2.1            Grant of RightsSubject to the terms of this Agreement, Risk Alive grants Customer, its Affiliates, and their respective Authorized Users a non-exclusive, worldwide, fee-bearing, non-transferable (subject to Section 15.2 Assignment), non-sub-licensable and limited right to access and use the Software and Risk Alive Content for the Term solely for non-commercial, internal business purposes.

2.2            License to Customer Content.  Customer hereby grants Risk Alive a non-exclusive, worldwide, fee and royalty free, non-transferrable (subject to Section 15.2 Assignment), and sub-licensable right and license to host, copy, display and use Customer Content as may be necessary for Risk Alive to provide the Services. Subject to the limited rights and license granted Risk Alive to Customer Content under Sections 2.2 and 2.3, Customer reserves all other rights, title and interests in Customer Content.

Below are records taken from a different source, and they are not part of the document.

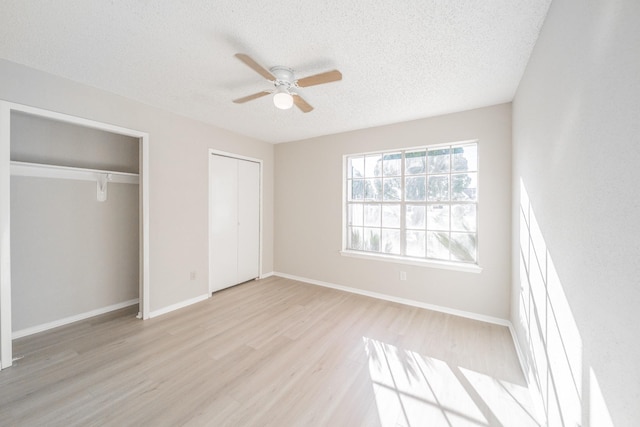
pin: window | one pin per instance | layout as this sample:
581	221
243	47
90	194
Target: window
417	203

2.3            License to Data Sets. In addition and notwithstanding anything to the contrary in this Agreement, Customer hereby grants Risk Alive a non-exclusive, worldwide, fee and royalty free, perpetual, non-transferrable (subject to Section 15.2 Assignment) and sub-licensable right and license to use the Data Sets, provided that any such Data Sets have been fully de-identified and are incapable of re-identifying Customer, its Affiliates, or their respective Authorized Users.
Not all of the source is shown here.